Abrió los ojos, y se sorprendió al ver la puerta abierta de par en par y a Sealand observándole con la boca abierta. Súbitamente se ruborizó, al haber sido descubierto por el menor de sus hermanos, y una vena empezó a palpitarle fuertemente la sien.

— Tú… ¡¿quién te ha dado permiso para espiarme?

Peter tragó saliva, dándose cuenta de cuan grande fue su error. Cuando Inglaterra decía que no deseaba ser molestado, lo decía por algo, y su furia se desataba como la de cien mil titanes si no se acataba el pedido.

Pero el pequeño no pudo frenar su curiosidad cuando empezó a escuchar el sonido de la guitarra, y tampoco pudo despegar su mirada del inglés mientras tocaba, ya que jamás lo había visto así.

Al ver avanzar al adulto hacia él, Peter no tardó en salir corriendo, queriendo salvaguardar su vida ante todo.

— ¡Vuelve aquí! –gritó Arthur, saliendo tras Sealand, pero no llegó muy lejos porque tropezó con una de las cajas que aún le quedaban por ordenar. Maldijo por lo bajo antes de dirigir su mirada hacia la culpable de la aparatosa caída.

Guerra de Independencia. Estaba escrito claramente en la caja. Seguramente lo puso en su momento para que, al abrirla, no se llevara una desagradable sorpresa.

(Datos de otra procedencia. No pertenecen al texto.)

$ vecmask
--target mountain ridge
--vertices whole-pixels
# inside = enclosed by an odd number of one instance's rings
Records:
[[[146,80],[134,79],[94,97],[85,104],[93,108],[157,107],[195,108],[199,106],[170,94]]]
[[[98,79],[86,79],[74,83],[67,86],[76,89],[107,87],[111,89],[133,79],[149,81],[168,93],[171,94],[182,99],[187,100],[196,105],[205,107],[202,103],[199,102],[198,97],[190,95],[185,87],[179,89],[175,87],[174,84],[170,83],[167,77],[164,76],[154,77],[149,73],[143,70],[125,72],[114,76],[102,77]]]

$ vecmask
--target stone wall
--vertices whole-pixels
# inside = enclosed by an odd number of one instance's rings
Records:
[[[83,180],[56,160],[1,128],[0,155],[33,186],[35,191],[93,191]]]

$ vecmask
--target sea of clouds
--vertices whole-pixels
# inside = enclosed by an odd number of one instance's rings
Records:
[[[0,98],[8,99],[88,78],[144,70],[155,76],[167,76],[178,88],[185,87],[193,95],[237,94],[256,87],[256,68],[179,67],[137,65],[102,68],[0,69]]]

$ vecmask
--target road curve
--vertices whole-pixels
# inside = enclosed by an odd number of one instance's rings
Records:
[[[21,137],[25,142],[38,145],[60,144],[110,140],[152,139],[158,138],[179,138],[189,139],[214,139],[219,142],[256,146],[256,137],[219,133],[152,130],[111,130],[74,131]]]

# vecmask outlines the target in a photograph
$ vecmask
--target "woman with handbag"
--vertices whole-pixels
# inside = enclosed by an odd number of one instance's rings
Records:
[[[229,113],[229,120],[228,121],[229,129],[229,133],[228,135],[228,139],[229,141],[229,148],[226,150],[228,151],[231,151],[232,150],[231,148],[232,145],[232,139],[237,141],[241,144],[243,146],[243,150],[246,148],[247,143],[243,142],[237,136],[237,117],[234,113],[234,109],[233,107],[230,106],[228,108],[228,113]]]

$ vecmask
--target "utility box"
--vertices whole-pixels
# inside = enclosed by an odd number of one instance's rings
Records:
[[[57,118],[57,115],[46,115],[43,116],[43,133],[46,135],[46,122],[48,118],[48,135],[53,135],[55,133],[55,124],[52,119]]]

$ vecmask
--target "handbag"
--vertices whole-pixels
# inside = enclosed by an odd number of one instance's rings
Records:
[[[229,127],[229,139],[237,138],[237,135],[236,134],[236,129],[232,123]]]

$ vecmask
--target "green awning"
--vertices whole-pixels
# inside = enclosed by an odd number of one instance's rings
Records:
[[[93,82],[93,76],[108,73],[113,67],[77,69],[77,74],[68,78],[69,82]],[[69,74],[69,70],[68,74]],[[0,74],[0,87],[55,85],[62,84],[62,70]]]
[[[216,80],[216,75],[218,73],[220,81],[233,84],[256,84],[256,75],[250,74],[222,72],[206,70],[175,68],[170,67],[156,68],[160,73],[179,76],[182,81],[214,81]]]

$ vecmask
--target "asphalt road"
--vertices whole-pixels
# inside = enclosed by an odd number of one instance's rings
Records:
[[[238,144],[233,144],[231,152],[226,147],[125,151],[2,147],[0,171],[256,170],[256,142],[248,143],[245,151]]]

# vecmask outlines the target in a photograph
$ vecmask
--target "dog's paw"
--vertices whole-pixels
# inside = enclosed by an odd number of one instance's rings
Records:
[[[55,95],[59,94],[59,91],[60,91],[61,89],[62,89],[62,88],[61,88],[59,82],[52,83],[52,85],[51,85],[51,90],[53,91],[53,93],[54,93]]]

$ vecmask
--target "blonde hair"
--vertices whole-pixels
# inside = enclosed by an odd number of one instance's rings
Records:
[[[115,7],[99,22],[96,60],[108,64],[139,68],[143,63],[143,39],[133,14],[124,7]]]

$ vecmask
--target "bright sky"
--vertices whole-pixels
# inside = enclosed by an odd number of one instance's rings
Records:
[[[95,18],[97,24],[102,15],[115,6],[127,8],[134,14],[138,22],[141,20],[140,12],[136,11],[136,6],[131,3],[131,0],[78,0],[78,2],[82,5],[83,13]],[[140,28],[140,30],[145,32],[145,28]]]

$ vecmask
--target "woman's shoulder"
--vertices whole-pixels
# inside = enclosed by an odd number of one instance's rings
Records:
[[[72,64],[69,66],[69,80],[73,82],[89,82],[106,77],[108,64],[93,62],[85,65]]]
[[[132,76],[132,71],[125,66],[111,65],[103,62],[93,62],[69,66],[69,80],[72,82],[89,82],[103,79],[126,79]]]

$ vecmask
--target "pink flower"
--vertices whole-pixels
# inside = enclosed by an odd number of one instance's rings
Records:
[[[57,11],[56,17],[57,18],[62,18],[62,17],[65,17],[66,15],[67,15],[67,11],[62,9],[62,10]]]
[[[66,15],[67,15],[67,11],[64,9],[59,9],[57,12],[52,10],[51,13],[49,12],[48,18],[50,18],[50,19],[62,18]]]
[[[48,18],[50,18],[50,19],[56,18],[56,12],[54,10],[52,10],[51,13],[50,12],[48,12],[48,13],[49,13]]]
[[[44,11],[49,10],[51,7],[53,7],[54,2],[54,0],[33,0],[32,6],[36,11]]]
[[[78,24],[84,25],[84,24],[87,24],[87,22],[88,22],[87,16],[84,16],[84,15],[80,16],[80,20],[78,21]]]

En cuanto se levantó y tomó la caja entre sus manos, tuvo algo muy claro: iría directamente a la basura. No tenía nada más que pensar.

-·´`·..·´`·-

— Y… ¿qué has hecho esta vez? –preguntó el letón, mientras le tendía a su amigo un vaso de agua.

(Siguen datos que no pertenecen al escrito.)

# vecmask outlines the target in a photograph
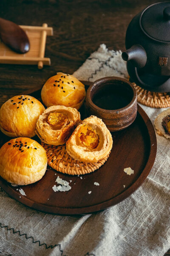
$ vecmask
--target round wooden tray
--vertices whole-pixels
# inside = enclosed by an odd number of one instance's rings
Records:
[[[31,95],[40,99],[40,90]],[[82,114],[82,118],[84,117]],[[48,166],[44,176],[34,184],[13,187],[0,178],[0,186],[25,205],[56,214],[88,213],[118,203],[137,189],[148,175],[156,156],[156,139],[151,122],[139,106],[136,118],[132,124],[124,130],[112,132],[112,135],[113,146],[109,157],[94,172],[72,176],[57,172]],[[0,135],[1,146],[9,138],[2,133]],[[34,139],[38,141],[37,137]],[[130,176],[124,171],[129,167],[134,170]],[[52,187],[58,185],[55,182],[58,176],[70,182],[70,190],[53,191]],[[94,185],[95,182],[99,185]],[[21,187],[26,196],[17,190]]]

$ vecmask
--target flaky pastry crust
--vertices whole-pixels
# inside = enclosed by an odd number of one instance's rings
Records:
[[[79,109],[85,96],[84,85],[71,75],[58,72],[49,78],[41,91],[41,98],[47,107],[63,105]]]
[[[38,118],[45,110],[42,104],[32,96],[14,96],[0,108],[0,129],[9,137],[31,138],[35,135]]]
[[[38,142],[28,138],[12,139],[0,149],[0,175],[8,182],[26,185],[40,179],[47,157]]]
[[[56,129],[48,122],[51,113],[61,113],[67,117],[64,124]],[[80,121],[80,115],[76,109],[63,106],[51,106],[41,115],[37,123],[36,133],[41,141],[49,145],[65,143]]]
[[[99,143],[95,148],[89,148],[84,145],[78,135],[81,127],[88,125],[96,131]],[[74,130],[66,142],[67,151],[76,160],[95,162],[105,157],[110,151],[113,140],[110,132],[102,119],[91,115],[83,120]]]
[[[170,135],[165,132],[162,125],[162,122],[164,117],[169,115],[170,115],[170,108],[164,110],[159,114],[154,121],[155,127],[157,133],[160,136],[164,136],[167,138],[170,138]]]

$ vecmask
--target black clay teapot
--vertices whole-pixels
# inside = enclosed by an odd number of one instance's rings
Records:
[[[170,1],[136,15],[128,28],[125,45],[122,57],[130,80],[149,91],[170,91]]]

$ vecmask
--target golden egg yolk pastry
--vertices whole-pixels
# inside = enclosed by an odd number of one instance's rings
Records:
[[[80,121],[79,112],[63,106],[51,106],[40,116],[36,132],[40,140],[49,145],[65,143]]]
[[[170,138],[170,108],[159,114],[155,120],[154,124],[159,135]]]
[[[66,142],[66,150],[76,160],[92,163],[105,157],[112,144],[110,132],[105,124],[91,115],[77,126]]]
[[[26,185],[41,179],[47,157],[38,142],[28,138],[12,139],[0,149],[0,175],[8,182]]]
[[[62,105],[79,109],[85,96],[84,85],[78,79],[61,72],[47,80],[41,91],[41,98],[47,107]]]
[[[0,109],[0,129],[9,137],[33,137],[37,121],[45,110],[42,104],[32,96],[14,96]]]

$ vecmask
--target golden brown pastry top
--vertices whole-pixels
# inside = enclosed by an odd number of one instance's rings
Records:
[[[48,108],[37,123],[36,132],[41,140],[49,145],[64,144],[80,121],[76,109],[63,106]]]
[[[75,159],[95,162],[109,153],[112,144],[110,132],[105,124],[92,115],[76,127],[66,142],[66,150]]]
[[[11,183],[26,185],[38,180],[47,162],[44,148],[28,138],[12,139],[0,149],[0,175]]]
[[[10,137],[33,137],[35,135],[37,121],[45,109],[32,96],[14,96],[0,108],[0,129]]]
[[[84,85],[71,75],[58,72],[47,80],[41,91],[44,104],[62,105],[78,109],[85,96]]]

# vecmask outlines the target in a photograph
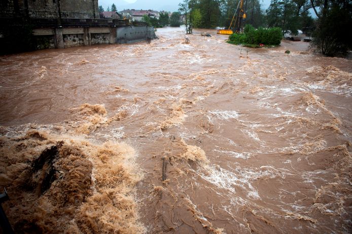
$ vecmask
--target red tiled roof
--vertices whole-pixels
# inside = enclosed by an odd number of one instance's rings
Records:
[[[101,12],[104,18],[113,18],[113,15],[116,13],[114,11],[103,11]]]
[[[143,16],[145,15],[155,15],[152,12],[149,11],[134,11],[132,12],[132,15],[134,16]]]

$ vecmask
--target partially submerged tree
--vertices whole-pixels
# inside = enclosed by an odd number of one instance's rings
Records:
[[[210,28],[218,26],[221,14],[219,0],[200,0],[199,6],[202,19],[201,27]]]
[[[310,3],[318,17],[312,45],[328,56],[352,50],[350,1],[310,0]]]
[[[101,13],[104,11],[104,8],[103,8],[102,6],[100,5],[99,6],[99,12]]]
[[[185,17],[185,25],[186,25],[186,34],[192,33],[193,23],[190,9],[190,0],[184,0],[183,3],[180,3],[179,11],[180,11]],[[172,16],[171,15],[171,17]],[[171,21],[171,19],[170,19]],[[171,22],[170,22],[171,24]]]
[[[162,27],[168,25],[169,23],[169,14],[167,12],[160,12],[160,16],[159,17],[159,23]]]
[[[172,13],[170,17],[170,26],[171,27],[180,27],[181,25],[181,21],[180,18],[181,14],[179,12]]]
[[[112,5],[111,5],[111,11],[116,11],[116,6],[115,5],[115,4],[113,4]]]

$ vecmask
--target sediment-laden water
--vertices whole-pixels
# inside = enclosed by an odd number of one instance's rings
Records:
[[[352,231],[352,62],[200,32],[0,57],[16,232]]]

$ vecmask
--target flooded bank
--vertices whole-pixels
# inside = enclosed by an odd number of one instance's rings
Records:
[[[0,57],[16,232],[351,231],[352,62],[202,31]]]

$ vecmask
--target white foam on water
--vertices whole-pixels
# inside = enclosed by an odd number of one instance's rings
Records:
[[[129,111],[130,113],[131,113],[131,115],[129,116],[130,118],[139,110],[139,105],[135,103],[133,103],[132,105],[126,104],[121,106],[118,109],[118,111],[121,111],[123,110],[127,110]]]
[[[237,119],[239,114],[234,110],[208,110],[208,113],[213,114],[221,120],[227,120],[230,119]]]
[[[213,149],[213,151],[214,152],[217,152],[218,153],[224,153],[225,154],[227,155],[230,155],[232,157],[233,157],[236,159],[248,159],[251,158],[251,153],[249,152],[235,152],[233,151],[230,151],[230,150],[219,150],[219,149]]]
[[[175,85],[173,86],[169,86],[169,87],[166,87],[166,86],[158,86],[156,87],[157,89],[160,89],[161,90],[179,90],[181,89],[182,88],[182,86],[181,86],[180,85]]]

Al abrir la puerta aquella tarde, Raivis se había encontrado a Peter jadeando y pidiéndole que, por favor, le dejara esconderse en su casa.

— Según el tonto de Inglaterra, espiarle. ¡Pero no es cierto, desu yo! –respondió, ante lo cual Letonia rió levemente, sin saber muy bien si creer o no a su compañero.

Tras beber, Sealand dejó el vaso sobre la mesa y fijó su mirada al suelo, pensativo. Aún no se borraba de su mente la expresión del inglés mientras estaba tocando: relajada, sonriente… era muy distinta a la que mostraba al resto del mundo.

— Raivis, ¿tú crees que la música puede cambiar a las personas?

La inocente cuestión sorprendió al letón, quien, sin embargo, no dudó en asentir.

— Yo creo que si. Creo que la música es… una expresión del alma, y como tal puede conseguir cosas maravillosas.

Peter sonrió ampliamente, y miró a Raivis directamente a los ojos.

—Algún día encontraré una música que haga que te veas como te veo yo –aseguró el menor- Y, por supuesto, ¡una que haga que todos me vean como la gran nación que soy, desu yo!

Sonrojado, Letonia acompañó a su amigo en sus disparatados planes de ser reconocido por todos, sin ocultar en ningún momento su pequeña sonrisa.

Porque, para Raivis, no había música que más le gustara que la voz de Sealand.